CJCE, 14 juillet 1988, n° 254-87

COUR DE JUSTICE DES COMMUNAUTÉS EUROPÉENNES

Arrêt

PARTIES

Demandeur :

Syndicat des libraires de Normandie

Défendeur :

Aigle Distribution

COMPOSITION DE LA JURIDICTION

Président de chambre :

M. Moitinho de Almeida

Juges :

MM. Everling, Galmot

Avocat général :

M. Slynn

Avocats :

Mes Delahaye, Parléani.

CJCE n° 254-87

14 juillet 1988

LA COUR :

1- Par ordonnance du 5 août 1987, parvenue à la Cour le 21 août 1987, le Tribunal de grande instance d'Alençon a posé, en vertu de l'article 177 du traité CEE, deux questions préjudicielles relatives à l'interprétation de certaines règles du traité CEE en matière de concurrence en vue d'être mis en mesure d'apprécier la compatibilité avec le droit communautaire d'une législation nationale imposant à tout éditeur ou importateur de livres de fixer un prix de vente au détail pour les livres édités ou importés par lui.

2- En vertu de la loi française n° 81-766, du 10 août 1981, relative au prix du livre (J.O.R.F. du 11 août 1981, p. 2198), tout éditeur ou importateur de livres est tenu de fixer un prix de vente au public des livres qu'il édite ou importe. Selon son article 1er, quatrième alinéa, les détaillants sont obligés de pratiquer un prix effectif de vente au public entre 95 et 100 pour cent de ce prix. En cas d'infraction aux dispositions de ladite loi, des actions en cessation ou en réparation peuvent être introduites, entre autres, par tout concurrent ou syndicat des professionnels de l'édition ou de la diffusion de livres.

3- En ce qui concerne les livres importés, l'article 1er, cinquième alinéa, de la loi du 10 août 1981, disposait que "dans le cas où l'importation concerne des livres édités en France, le prix de vente au public fixé par l'importateur est au moins égal à celui qui a été fixé par l'éditeur".

4- Par arrêt du 10 janvier 1985 (Leclerc c. Au blé vert, 229/83, Rec. p. 1), la Cour a constaté que cette obligation imposée aux importateurs constituait, en principe, une mesure d'effet équivalant à des restrictions quantitatives à l'importation, interdite par l'article 30 du traité, en ce qui concerne la vente de livres édités en France et réimportés après avoir été préalablement exportés dans un autre Etat membre. Suite à cet arrêt, un sixième alinéa a été ajouté à l'article 1er de la loi du 10 août 1981 par la loi n° 85-500, du 13 mai 1985 (J.O.R.F. du 14 mai 1985, p. 5415), selon lequel les dispositions du cinquième alinéa concernant les obligations des importateurs en matière de prix de vente au public "ne sont pas applicables aux livres importés en provenance d'un Etat membre de la Communauté économique européenne, sauf si des éléments objectifs, notamment l'absence de commercialisation effective dans cet Etat, établissent que l'opération a eu pour objet de soustraire la vente au public aux dispositions du quatrième alinéa du présent article".
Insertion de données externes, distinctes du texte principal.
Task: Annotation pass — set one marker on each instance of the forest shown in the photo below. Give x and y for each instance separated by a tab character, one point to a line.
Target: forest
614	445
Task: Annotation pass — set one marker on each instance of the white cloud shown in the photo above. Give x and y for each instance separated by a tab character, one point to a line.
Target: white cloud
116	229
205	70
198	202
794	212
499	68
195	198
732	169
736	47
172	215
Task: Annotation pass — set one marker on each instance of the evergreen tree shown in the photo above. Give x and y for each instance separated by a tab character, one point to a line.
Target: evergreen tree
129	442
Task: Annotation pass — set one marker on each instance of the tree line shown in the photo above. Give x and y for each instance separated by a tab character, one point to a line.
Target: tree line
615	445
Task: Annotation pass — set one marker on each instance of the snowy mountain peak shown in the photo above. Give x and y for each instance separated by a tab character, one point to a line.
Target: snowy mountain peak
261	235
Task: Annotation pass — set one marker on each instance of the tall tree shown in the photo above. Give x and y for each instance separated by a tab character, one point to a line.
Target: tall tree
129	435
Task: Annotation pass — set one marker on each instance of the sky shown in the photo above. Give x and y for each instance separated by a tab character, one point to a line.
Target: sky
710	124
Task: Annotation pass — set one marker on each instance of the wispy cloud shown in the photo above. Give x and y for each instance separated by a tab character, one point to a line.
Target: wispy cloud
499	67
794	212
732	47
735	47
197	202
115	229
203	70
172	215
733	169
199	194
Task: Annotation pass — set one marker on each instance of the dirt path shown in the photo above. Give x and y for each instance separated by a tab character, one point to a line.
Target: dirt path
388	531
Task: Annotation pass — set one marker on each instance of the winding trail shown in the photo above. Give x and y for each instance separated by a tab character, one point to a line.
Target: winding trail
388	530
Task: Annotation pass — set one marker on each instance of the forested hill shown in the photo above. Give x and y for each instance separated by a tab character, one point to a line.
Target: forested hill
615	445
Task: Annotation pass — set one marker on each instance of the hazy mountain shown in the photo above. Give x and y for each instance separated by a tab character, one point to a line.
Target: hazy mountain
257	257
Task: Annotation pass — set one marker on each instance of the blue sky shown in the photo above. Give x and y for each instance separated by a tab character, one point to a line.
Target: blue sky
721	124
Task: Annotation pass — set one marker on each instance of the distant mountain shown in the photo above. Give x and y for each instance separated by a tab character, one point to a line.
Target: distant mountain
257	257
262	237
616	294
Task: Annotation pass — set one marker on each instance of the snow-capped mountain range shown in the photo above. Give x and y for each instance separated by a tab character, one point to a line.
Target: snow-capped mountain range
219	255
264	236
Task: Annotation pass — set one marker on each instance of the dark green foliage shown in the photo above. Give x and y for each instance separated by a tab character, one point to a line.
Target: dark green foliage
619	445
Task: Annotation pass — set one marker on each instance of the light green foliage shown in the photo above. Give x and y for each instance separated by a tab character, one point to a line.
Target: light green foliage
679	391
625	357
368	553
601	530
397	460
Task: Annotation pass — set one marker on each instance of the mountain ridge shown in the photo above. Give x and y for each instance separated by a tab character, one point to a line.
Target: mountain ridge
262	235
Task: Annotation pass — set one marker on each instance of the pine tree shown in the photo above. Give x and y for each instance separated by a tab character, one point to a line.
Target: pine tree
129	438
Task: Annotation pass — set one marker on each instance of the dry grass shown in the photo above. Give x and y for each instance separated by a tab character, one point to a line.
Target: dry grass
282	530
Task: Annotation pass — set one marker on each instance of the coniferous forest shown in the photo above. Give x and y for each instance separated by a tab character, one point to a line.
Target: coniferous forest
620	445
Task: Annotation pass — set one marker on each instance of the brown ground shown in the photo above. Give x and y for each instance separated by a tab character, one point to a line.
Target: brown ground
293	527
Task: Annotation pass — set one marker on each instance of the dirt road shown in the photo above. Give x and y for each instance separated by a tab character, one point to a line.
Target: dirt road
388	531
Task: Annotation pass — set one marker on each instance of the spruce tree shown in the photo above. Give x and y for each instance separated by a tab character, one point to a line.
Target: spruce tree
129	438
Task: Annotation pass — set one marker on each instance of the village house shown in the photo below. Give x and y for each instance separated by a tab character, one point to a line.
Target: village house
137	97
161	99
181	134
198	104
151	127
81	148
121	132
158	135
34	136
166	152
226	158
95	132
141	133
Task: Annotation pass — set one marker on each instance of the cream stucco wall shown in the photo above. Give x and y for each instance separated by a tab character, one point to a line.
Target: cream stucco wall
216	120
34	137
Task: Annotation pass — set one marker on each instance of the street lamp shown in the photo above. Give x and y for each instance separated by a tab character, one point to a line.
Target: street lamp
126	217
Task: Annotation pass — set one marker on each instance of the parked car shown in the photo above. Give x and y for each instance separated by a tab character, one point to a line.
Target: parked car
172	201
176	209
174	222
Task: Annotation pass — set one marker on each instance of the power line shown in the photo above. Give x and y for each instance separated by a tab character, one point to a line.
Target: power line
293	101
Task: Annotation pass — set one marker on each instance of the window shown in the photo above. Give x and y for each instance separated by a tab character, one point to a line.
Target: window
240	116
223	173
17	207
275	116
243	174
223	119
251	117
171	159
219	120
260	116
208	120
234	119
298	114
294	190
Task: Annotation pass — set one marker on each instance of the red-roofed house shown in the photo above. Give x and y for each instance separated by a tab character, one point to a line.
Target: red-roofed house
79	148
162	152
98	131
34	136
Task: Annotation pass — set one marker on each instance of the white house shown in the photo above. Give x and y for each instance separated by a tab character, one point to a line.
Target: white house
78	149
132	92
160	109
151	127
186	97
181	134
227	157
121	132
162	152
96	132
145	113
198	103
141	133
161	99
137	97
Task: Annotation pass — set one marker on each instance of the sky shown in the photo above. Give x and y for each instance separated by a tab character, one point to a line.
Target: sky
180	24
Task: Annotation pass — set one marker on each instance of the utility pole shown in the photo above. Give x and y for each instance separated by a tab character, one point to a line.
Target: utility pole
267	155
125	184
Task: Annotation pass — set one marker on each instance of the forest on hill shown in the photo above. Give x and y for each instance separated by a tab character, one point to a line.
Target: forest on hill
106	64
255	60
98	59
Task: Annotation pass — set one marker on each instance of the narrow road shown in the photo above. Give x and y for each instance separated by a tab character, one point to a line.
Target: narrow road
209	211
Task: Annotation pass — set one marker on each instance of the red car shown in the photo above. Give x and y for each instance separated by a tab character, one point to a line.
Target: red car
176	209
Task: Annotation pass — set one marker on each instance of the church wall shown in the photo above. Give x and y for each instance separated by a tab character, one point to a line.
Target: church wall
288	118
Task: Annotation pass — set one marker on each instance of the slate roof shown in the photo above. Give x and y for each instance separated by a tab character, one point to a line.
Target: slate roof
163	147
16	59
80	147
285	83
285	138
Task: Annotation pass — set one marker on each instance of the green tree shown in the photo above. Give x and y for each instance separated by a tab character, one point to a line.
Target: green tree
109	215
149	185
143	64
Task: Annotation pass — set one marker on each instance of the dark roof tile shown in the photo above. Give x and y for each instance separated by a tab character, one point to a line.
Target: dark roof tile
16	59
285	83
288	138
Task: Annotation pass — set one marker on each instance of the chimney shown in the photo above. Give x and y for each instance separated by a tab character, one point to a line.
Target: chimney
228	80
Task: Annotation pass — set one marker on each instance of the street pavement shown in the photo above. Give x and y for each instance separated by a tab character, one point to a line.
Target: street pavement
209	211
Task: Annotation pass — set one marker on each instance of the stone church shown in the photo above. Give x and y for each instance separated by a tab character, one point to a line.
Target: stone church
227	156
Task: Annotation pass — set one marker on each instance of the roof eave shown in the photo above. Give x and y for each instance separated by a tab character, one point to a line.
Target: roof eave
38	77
5- Par acte du 28 avril 1987, le Syndicat des libraires de Normandie a assigné en référé la société l'Aigle Distribution, centre Leclerc (ci-après Aigle Distribution), devant le Tribunal de grande instance d'Alençon afin de lui faire défendre de procéder à la vente de livres à un prix inférieur à celui autorisé par l'article 1er de la loi du 10 août 1981, tel que modifié par la loi n° 85-500 du 13 mai 1985. Aigle Distribution n'a pas contesté la pratique incriminée mais a soutenu pour sa défense que la réglementation française n'était pas conforme aux règles du traité CEE en matière de concurrence. Le tribunal de grande instance a considéré que l'affaire soulevait le problème de savoir si la réforme opérée par la loi n° 85-500, redonnant à certaines entreprises une totale liberté dans la fixation des prix du livre, ne permettait pas la création d'ententes sur ces prix et l'instauration de réseaux captifs de distribution. Il a, en outre, estimé que la Cour n'avait pas encore tranché la question de savoir si la délégation donnée aux entreprises d'édition, regroupées dans le Syndicat national de l'Edition, de fixer de manière unilatérale le prix de vente au détail leur permettait ou non d'exploiter de façon abusive une position dominante sur le marché commun.

6- Le Tribunal de grande instance d'Alençon a donc, par ordonnance du 5 août 1987, sursis à statuer et soumis à la Cour les questions préjudicielles suivantes:

1) " La liberté de fixation du prix réservée à une seule catégorie d'opérateurs ne facilite-t-elle pas la constitution de réseaux de distribution captifs, ou sous influence, ce qui constituerait un manquement aux dispositions combinées des articles 3 f), 5 et 85 du traité, et à tout le moins à leur effet utile ? "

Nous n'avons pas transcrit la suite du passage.